Communicate regularly with non-C-Suite employees to help the board better understand the day-to-day routine of the organization. Many BCM audit committees now regularly invite the chief compliance officer (CCO) or line-of business leaders to committee meetings. On the flip side, some committee members occasionally attend meetings with the internal audit staff and lines of business.
Encourage management and the internal audit staff to have open conversations during which everyone feels free to discuss their concerns. Based on these conversations, committee members can refocus their attention as needed.
Discuss areas where management is concerned about the culture.
Encourage internal audit to perform periodic culture audits to identify areas for improvement.
Discuss with management how incentive compensation plans, recognition programs, and other strategies are used to reinforce positive behaviors and where incentives could be viewed as encouraging undesired behaviors.

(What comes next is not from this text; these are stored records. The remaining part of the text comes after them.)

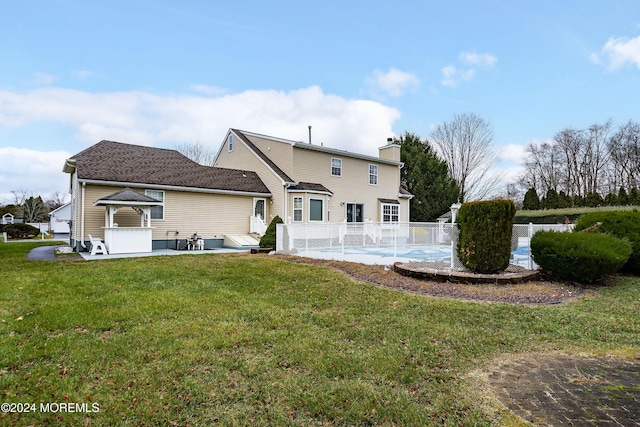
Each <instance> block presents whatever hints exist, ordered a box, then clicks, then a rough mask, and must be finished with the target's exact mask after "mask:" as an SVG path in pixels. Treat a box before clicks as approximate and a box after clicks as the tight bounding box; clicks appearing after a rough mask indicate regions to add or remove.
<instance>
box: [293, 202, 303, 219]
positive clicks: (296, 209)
mask: <svg viewBox="0 0 640 427" xmlns="http://www.w3.org/2000/svg"><path fill="white" fill-rule="evenodd" d="M293 221H294V222H301V221H302V197H294V198H293Z"/></svg>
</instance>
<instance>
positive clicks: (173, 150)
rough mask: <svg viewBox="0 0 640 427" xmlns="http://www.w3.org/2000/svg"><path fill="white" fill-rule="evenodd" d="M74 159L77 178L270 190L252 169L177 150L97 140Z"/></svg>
mask: <svg viewBox="0 0 640 427" xmlns="http://www.w3.org/2000/svg"><path fill="white" fill-rule="evenodd" d="M74 161H75V170H76V171H77V174H78V179H79V180H89V181H107V182H121V183H126V184H147V185H157V186H172V187H186V188H198V189H207V190H223V191H239V192H251V193H264V194H269V193H270V192H269V189H268V188H267V187H266V186H265V185H264V183H263V182H262V181H261V180H260V178H259V177H258V175H257V174H256V173H255V172H251V171H243V170H238V169H223V168H216V167H212V166H203V165H200V164H198V163H196V162H194V161H193V160H191V159H189V158H187V157H185V156H184V155H182V154H180V153H179V152H178V151H176V150H169V149H163V148H154V147H144V146H140V145H132V144H124V143H121V142H114V141H100V142H99V143H97V144H95V145H93V146H91V147H89V148H87V149H86V150H84V151H81V152H80V153H78V154H76V155H75V156H73V157H72V159H70V160H69V161H68V162H67V164H69V163H70V162H74ZM68 170H69V169H68V168H67V167H65V171H68Z"/></svg>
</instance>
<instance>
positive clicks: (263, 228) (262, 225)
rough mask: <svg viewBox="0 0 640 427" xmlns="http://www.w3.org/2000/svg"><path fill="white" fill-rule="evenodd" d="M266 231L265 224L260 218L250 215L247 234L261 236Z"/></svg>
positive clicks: (265, 227) (258, 216)
mask: <svg viewBox="0 0 640 427" xmlns="http://www.w3.org/2000/svg"><path fill="white" fill-rule="evenodd" d="M266 231H267V223H266V222H265V221H264V220H263V219H262V218H261V217H260V216H255V215H251V216H250V217H249V232H250V233H256V234H259V235H261V236H263V235H264V233H265V232H266Z"/></svg>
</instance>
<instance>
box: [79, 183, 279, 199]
mask: <svg viewBox="0 0 640 427" xmlns="http://www.w3.org/2000/svg"><path fill="white" fill-rule="evenodd" d="M78 182H80V183H84V184H94V185H109V186H115V187H137V188H148V189H153V190H173V191H187V192H192V193H210V194H227V195H236V196H252V197H271V196H272V194H271V192H264V193H263V192H260V191H242V190H223V189H218V188H200V187H183V186H176V185H161V184H145V183H141V182H120V181H101V180H94V179H78Z"/></svg>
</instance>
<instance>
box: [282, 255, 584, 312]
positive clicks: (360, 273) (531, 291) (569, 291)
mask: <svg viewBox="0 0 640 427" xmlns="http://www.w3.org/2000/svg"><path fill="white" fill-rule="evenodd" d="M270 256H275V257H277V258H279V259H283V260H286V261H290V262H296V263H301V264H312V265H322V266H327V267H331V268H334V269H337V270H340V271H342V272H344V273H345V274H347V275H348V276H350V277H352V278H354V279H356V280H360V281H364V282H367V283H372V284H375V285H378V286H382V287H385V288H389V289H396V290H399V291H405V292H413V293H419V294H425V295H431V296H439V297H449V298H457V299H464V300H474V301H487V302H506V303H511V304H556V303H561V302H564V301H567V300H571V299H573V298H575V297H577V296H578V295H580V294H581V293H582V292H583V291H584V289H585V288H584V287H581V286H578V285H574V284H570V283H562V282H557V281H552V280H548V279H545V278H538V279H537V280H533V281H529V282H524V283H518V284H465V283H452V282H442V281H436V280H424V279H416V278H413V277H408V276H403V275H400V274H398V273H397V272H395V271H393V269H392V268H390V267H386V266H382V265H364V264H359V263H354V262H344V261H333V260H322V259H314V258H305V257H300V256H292V255H270Z"/></svg>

Provide credible challenges to management’s approach to monitoring risk appetite. This is especially important in situations in which members of the audit committee suspect activity that might expose the institution to excessive risk or in situations that otherwise fail to reflect the firm’s values. It should be noted that regulators now explicitly demand these types of challenges.
“Take on culture in bite-sized pieces,” Chambers says. Audit the culture at a single branch office or a single business unit. Experiment with how to write the audit plan, how to identify the key risks, and how to get to the root causes of errant behavior.

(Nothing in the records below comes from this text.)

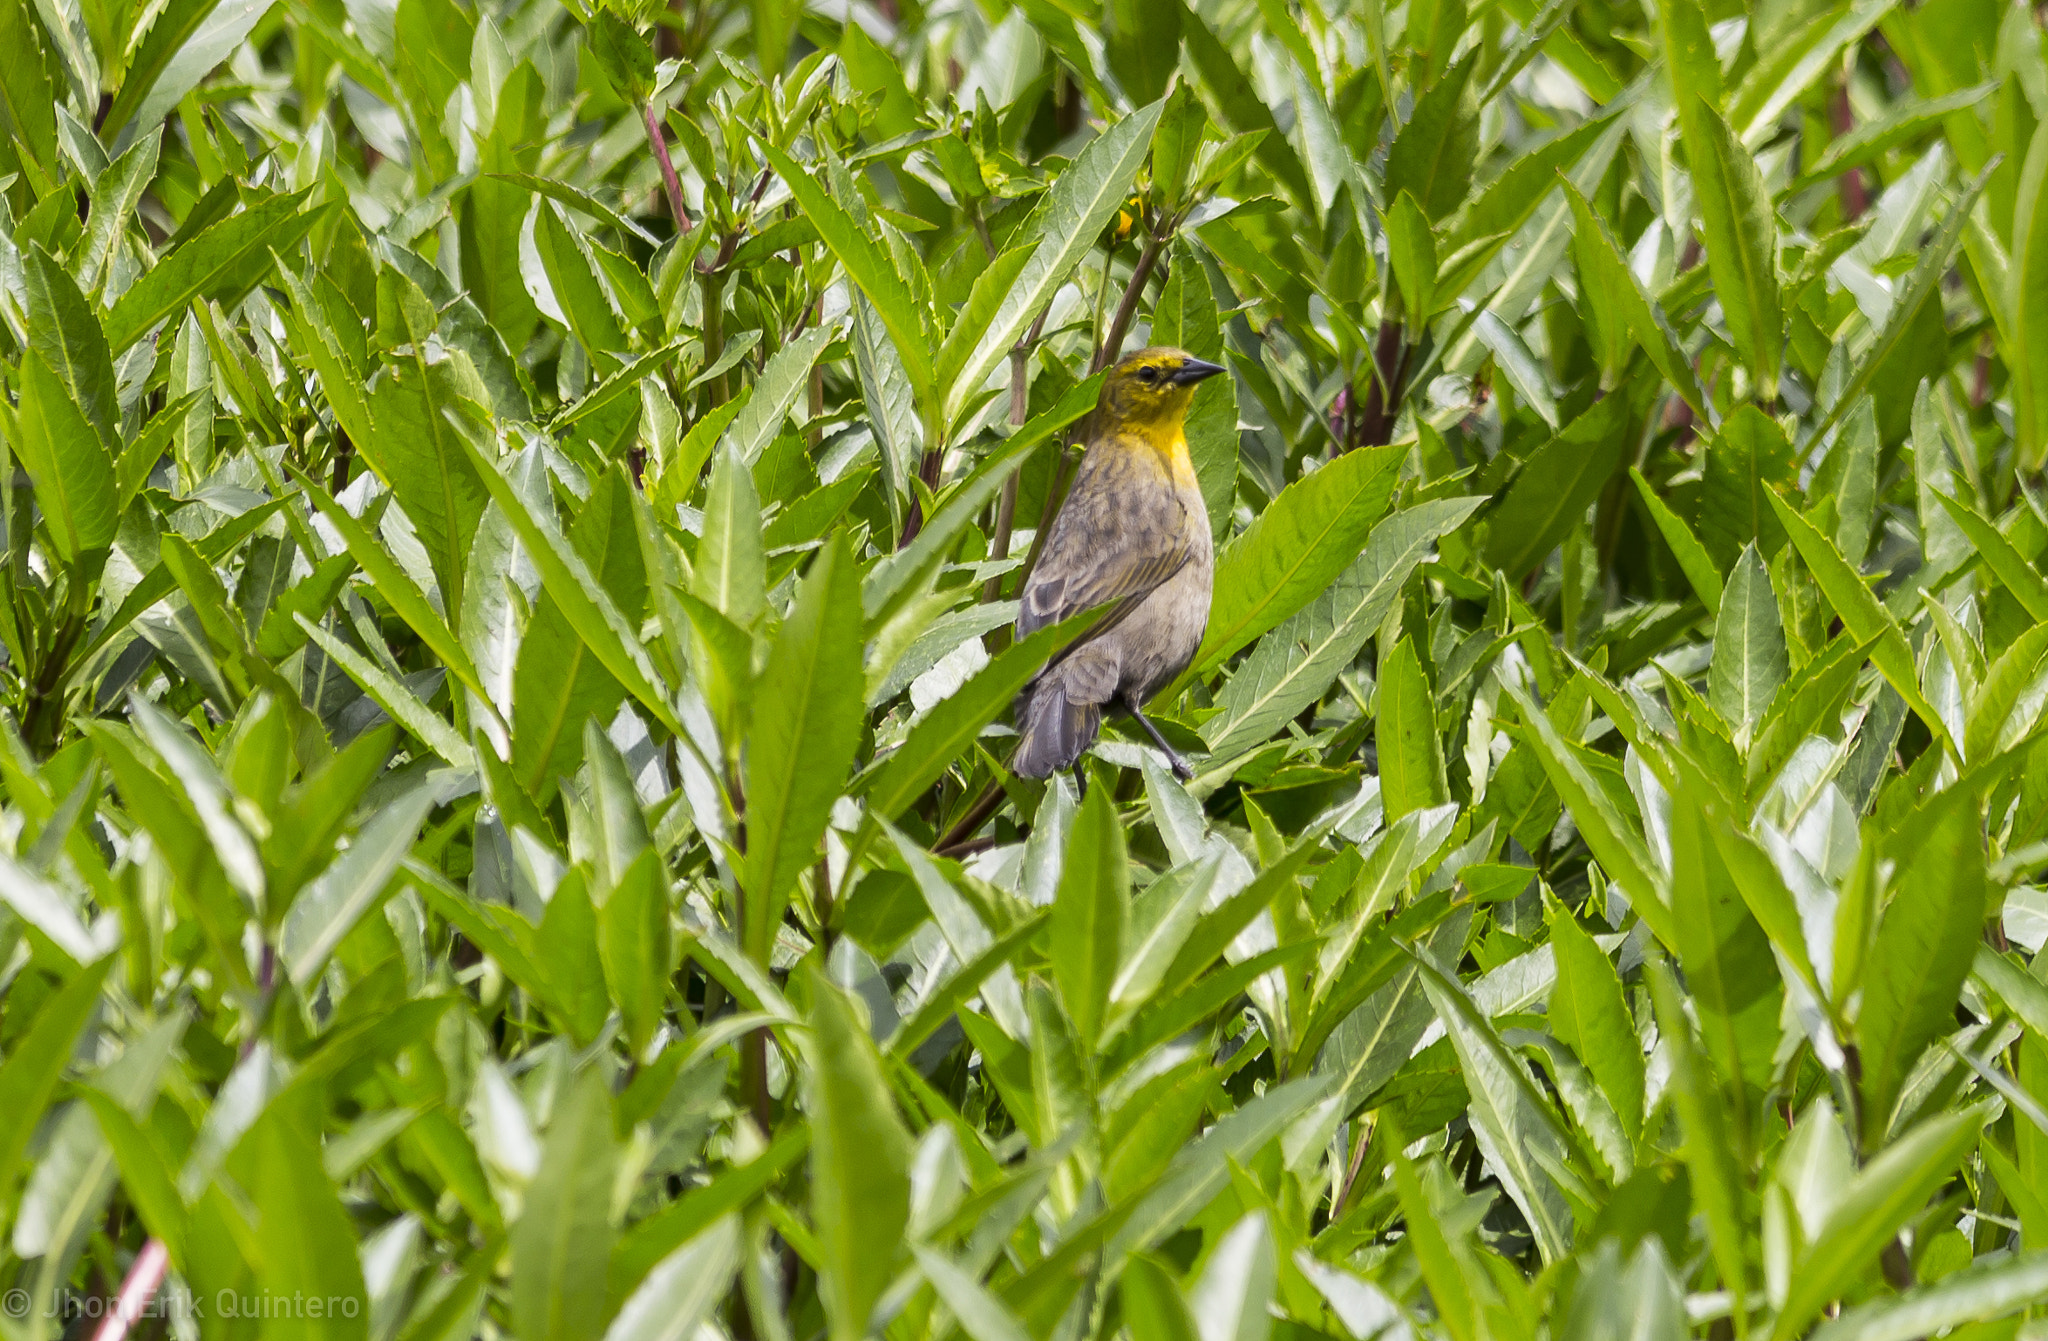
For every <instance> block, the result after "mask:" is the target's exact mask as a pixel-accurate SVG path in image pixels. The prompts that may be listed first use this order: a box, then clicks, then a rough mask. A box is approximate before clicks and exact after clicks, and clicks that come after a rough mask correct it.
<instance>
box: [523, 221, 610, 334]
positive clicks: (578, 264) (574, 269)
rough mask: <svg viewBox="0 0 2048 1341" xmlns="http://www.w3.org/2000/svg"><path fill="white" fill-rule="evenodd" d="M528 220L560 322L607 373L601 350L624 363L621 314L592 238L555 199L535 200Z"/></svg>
mask: <svg viewBox="0 0 2048 1341" xmlns="http://www.w3.org/2000/svg"><path fill="white" fill-rule="evenodd" d="M532 221H535V227H532V246H535V252H537V254H539V258H541V268H543V272H545V274H547V287H549V289H551V291H553V297H555V307H557V311H559V315H561V319H563V323H565V326H567V328H569V332H571V334H573V336H575V340H578V342H580V344H582V346H584V350H586V352H588V354H590V356H592V360H594V366H604V369H606V371H608V369H610V366H612V362H610V360H602V362H600V360H598V356H600V354H610V356H616V362H625V350H627V344H629V342H627V332H625V313H621V309H618V301H616V299H614V297H612V289H610V285H606V280H604V272H602V270H600V266H598V258H596V254H594V252H592V246H590V240H588V237H584V235H582V233H580V231H578V229H575V227H573V225H571V223H569V217H567V215H565V213H563V209H561V205H557V203H553V201H539V203H537V205H535V215H532ZM543 307H545V303H543ZM551 315H553V313H551Z"/></svg>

“Connect the dots,” he says. Internal auditors see a lot of behavior across the organization through the course of different audit activity. What are the common themes? “Maybe culture is promoting some kind of ends-over-means approach,” he says.
Bob Herz, former chairman of the Financial Accounting Standards Board who has served on audit committees at Fannie Mae and Morgan Stanley, says the entire board has a role in overseeing culture, but the audit committee has the best seat in the house because of its direct line to internal audit. There’s no simple formula for how to assess or oversee culture, but audit committees should leverage the eyes and ears of internal auditors, he says.

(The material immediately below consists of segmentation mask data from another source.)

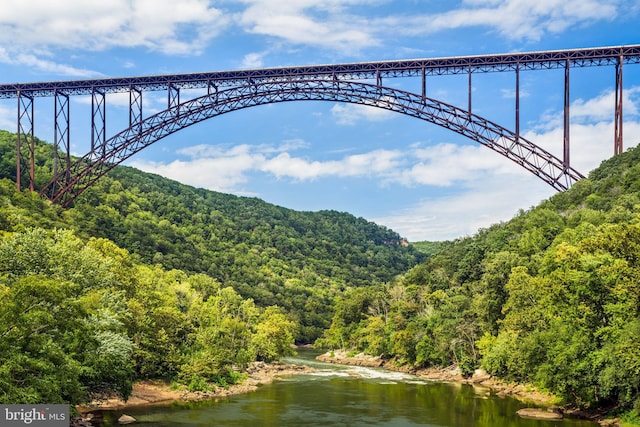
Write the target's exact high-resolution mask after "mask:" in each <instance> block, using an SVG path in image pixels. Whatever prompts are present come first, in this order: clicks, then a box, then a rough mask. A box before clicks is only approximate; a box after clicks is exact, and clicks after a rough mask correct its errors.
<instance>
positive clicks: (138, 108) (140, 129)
mask: <svg viewBox="0 0 640 427" xmlns="http://www.w3.org/2000/svg"><path fill="white" fill-rule="evenodd" d="M134 125H137V127H138V134H141V133H142V90H140V89H138V88H135V87H133V86H130V87H129V128H133V126H134Z"/></svg>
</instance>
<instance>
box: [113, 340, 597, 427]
mask: <svg viewBox="0 0 640 427" xmlns="http://www.w3.org/2000/svg"><path fill="white" fill-rule="evenodd" d="M312 356H313V353H311V354H303V355H302V359H303V360H300V359H298V362H299V363H307V364H308V363H312V364H313V365H314V367H315V368H316V369H318V372H316V373H314V374H311V375H299V376H295V377H290V378H289V379H287V380H285V381H278V382H275V383H273V384H269V385H265V386H262V387H260V388H259V389H258V390H257V391H256V392H253V393H250V394H246V395H240V396H233V397H229V398H225V399H220V400H217V401H214V402H199V403H190V404H183V403H180V404H173V405H170V406H156V407H145V408H131V409H128V410H126V413H128V414H130V415H132V416H134V417H136V418H137V419H138V420H139V421H140V422H142V423H144V425H145V426H150V427H165V426H167V427H168V426H214V425H215V426H242V427H247V426H250V427H257V426H282V427H287V426H296V427H298V426H323V427H326V426H338V425H340V426H354V427H356V426H358V427H359V426H389V427H400V426H427V427H429V426H432V427H453V426H455V427H577V426H580V427H586V426H590V427H591V426H595V424H593V423H586V422H579V421H574V420H563V421H542V420H527V419H522V418H520V417H518V416H517V415H516V411H517V410H518V409H520V408H521V407H522V406H523V405H522V404H521V403H520V402H518V401H517V400H515V399H510V398H500V397H497V396H495V395H492V394H491V393H490V391H489V390H488V389H484V388H478V387H473V386H470V385H462V384H450V383H436V382H429V381H424V380H421V379H419V378H416V377H413V376H410V375H407V374H402V373H394V372H386V371H382V370H376V369H370V368H360V367H341V366H335V365H327V364H323V363H320V362H316V361H313V360H312V361H311V362H309V361H308V359H309V357H312ZM118 415H119V413H114V414H112V416H113V417H114V418H115V417H117V416H118Z"/></svg>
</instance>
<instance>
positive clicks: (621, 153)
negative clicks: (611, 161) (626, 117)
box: [613, 55, 624, 155]
mask: <svg viewBox="0 0 640 427" xmlns="http://www.w3.org/2000/svg"><path fill="white" fill-rule="evenodd" d="M623 59H624V57H623V56H622V55H620V57H619V58H618V61H617V62H616V113H615V119H614V131H613V132H614V135H613V154H614V155H617V154H622V149H623V147H622V62H623Z"/></svg>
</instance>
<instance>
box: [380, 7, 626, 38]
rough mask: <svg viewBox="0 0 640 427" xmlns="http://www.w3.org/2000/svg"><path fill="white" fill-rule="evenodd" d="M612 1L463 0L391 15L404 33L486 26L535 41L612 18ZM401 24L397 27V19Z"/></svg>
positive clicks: (401, 30) (614, 7) (440, 30)
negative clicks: (402, 13)
mask: <svg viewBox="0 0 640 427" xmlns="http://www.w3.org/2000/svg"><path fill="white" fill-rule="evenodd" d="M618 3H619V2H616V1H608V0H607V1H605V0H539V1H522V0H467V1H464V2H463V5H462V7H461V8H458V9H453V10H450V11H447V12H444V13H440V14H431V15H429V14H425V15H418V16H414V17H402V18H399V17H391V18H387V21H388V22H391V23H395V24H397V29H398V30H399V31H402V32H403V33H405V34H413V35H416V34H429V33H435V32H438V31H443V30H452V29H459V28H468V27H475V26H481V27H487V28H489V29H493V30H494V31H496V32H498V33H499V34H500V35H501V36H503V37H506V38H509V39H515V40H522V39H527V40H532V41H537V40H540V39H541V38H542V36H543V35H545V34H547V33H549V34H558V33H561V32H563V31H565V30H567V29H568V28H570V27H573V26H580V25H585V24H590V23H593V22H597V21H601V20H612V19H614V18H615V17H616V15H617V13H618ZM402 21H404V22H405V24H406V25H405V26H404V27H401V26H400V25H399V24H400V22H402Z"/></svg>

“Surveys, focus groups,” says Herz. “Talk to a lot of people, visit locations, get a sense at different places.” Use the formal tools, but do the informal legwork as well, he advises. Does the company have excessive turnover? How’s employee morale? What do the exit interviews say? “When you go out to a location, meet with people, and not only the senior people, but middle management,” he says. “Sometimes they are a little intimidated, but you get pretty candid feedback.”
Brian Schwartz, a partner in risk advisory services at PwC, says if assessing the total corporate culture is too much to bite off at once, try focusing on a company’s risk culture. “It’s the beliefs and attitudes a company sets when deciding to make risk-taking decisions,” he says. “Risk culture sets the stage for the types of risk decisions being made.” Zeroing in on risk culture enables a more focused view on “good” risk-taking compared with “bad” risk-taking, he says.
That starts with assessing the governance of risk within the company, says Schwartz. “Do you have a chief compliance officer or a risk officer looking at the company’s risk appetite framework?” he asks. “Is management making decisions that align with the risk appetite within the company?”
Other indicators to watch, says Schwartz, include performance management and accountability. Is compensation awarded for good risk-taking or bad risk-taking? Is the first line of the business held accountable for owning the risks they cause to generate revenue? Are risk management functions adequately challenging that risk-taking behavior on the front line?
Banking regulators in particular are getting more vocal in their demands that boards get more proactive in assessing culture, says Schwartz, and that’s starting to trickle out to the rest of capital market players. “Right now, everyone’s talking about it to some extent,” he says.